Gdy w mediach pojawia się coraz więcej reklam tabletek na niestrawność, a w programach śniadaniowych królują przepisy na żurek, barszcz biały, faszerowany schab i wszelkie odmiany domowego majonezu, to niechybnie oznacza, że zbliża się Wielkanoc. Jak zaplanować świąteczne posiłki, by nadmiar kalorii nie wpłynął negatywnie na wypracowaną wcześniej sylwetkę ani nie zaburzył planu dietetycznego skrupulatnie przestrzeganego przed Wielkanocą? Czy odstępstwa od zdrowej diety są w tym wyjątkowym czasie dozwolone? Te kwestie pozwala rozwikłać mgr inż. Aleksandra Kubacka-Biel, założycielka Poradni Dietetycznej Zielony Pieprz.

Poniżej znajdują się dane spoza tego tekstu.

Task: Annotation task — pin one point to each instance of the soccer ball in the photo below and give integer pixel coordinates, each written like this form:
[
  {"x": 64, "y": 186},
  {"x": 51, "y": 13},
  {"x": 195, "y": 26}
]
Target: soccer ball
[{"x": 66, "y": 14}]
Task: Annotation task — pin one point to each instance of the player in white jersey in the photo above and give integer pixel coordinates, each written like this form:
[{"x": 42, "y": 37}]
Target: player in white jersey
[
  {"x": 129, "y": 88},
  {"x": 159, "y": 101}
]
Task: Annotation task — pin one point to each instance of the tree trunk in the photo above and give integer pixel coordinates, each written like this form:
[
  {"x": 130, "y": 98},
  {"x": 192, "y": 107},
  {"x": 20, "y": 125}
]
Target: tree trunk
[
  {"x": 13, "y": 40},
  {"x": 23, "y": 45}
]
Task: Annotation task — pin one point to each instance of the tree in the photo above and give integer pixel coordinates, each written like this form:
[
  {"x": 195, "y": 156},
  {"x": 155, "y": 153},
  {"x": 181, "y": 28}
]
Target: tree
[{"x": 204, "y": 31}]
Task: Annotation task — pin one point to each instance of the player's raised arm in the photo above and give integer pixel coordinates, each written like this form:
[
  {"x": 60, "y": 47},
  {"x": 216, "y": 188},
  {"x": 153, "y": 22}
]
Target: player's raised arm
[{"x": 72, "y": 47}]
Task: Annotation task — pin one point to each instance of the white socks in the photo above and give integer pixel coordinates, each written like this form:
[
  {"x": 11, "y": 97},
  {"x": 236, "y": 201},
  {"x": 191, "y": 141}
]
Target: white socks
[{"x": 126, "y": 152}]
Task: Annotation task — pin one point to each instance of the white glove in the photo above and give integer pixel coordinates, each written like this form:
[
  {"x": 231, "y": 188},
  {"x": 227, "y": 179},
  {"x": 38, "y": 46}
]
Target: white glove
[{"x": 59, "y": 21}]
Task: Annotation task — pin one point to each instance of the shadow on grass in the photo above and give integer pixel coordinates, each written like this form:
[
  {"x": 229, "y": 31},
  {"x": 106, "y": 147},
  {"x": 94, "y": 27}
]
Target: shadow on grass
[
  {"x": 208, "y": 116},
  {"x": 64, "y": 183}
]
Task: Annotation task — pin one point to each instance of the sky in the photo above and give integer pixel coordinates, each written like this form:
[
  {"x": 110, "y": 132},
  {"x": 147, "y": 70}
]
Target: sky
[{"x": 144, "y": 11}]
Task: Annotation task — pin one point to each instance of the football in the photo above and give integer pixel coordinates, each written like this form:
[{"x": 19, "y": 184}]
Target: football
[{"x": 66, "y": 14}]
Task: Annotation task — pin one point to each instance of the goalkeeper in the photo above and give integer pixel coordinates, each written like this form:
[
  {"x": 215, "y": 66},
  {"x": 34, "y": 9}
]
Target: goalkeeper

Czy w trakcie Świąt możemy pozwolić sobie na odstępstwa od zdrowej diety?
Czas Świąt jest wyjątkowy i zdarza się raz w roku, zatem możemy zrobić wyjątek i w te dwa dni pozwolić sobie na dania wielkanocne.

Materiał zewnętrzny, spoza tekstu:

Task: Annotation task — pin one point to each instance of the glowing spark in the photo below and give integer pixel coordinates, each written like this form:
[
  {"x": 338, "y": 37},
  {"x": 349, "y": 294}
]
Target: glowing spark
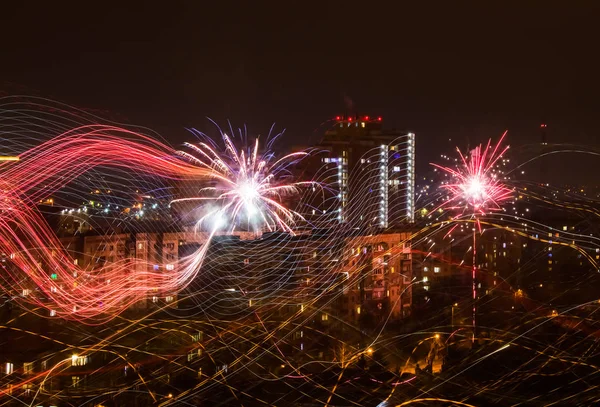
[
  {"x": 475, "y": 187},
  {"x": 248, "y": 187}
]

Czy takie “grzeszki” mogą mieć niepożądane konsekwencje w postaci dodatkowych kilogramów?
Jeśli przez całe Święta będziemy jeść kaloryczne, słodkie ciasta, sałatki z majonezem i tłuste kiełbasy, to na pewno organizm nie pozostanie obojętny na taką bombę kaloryczną. Po takich daniach jedzonych przez 2 dni masa ciała może podnieść się nawet o 4-5 kg, ale zasługi za ten wzrost ponosi zatrzymana woda, większa objętość pokarmu w jelitach, trochę odłożona tkanka tłuszczowa oraz mniejsza aktywność fizyczna, która pozwoliłaby na spalanie kalorii.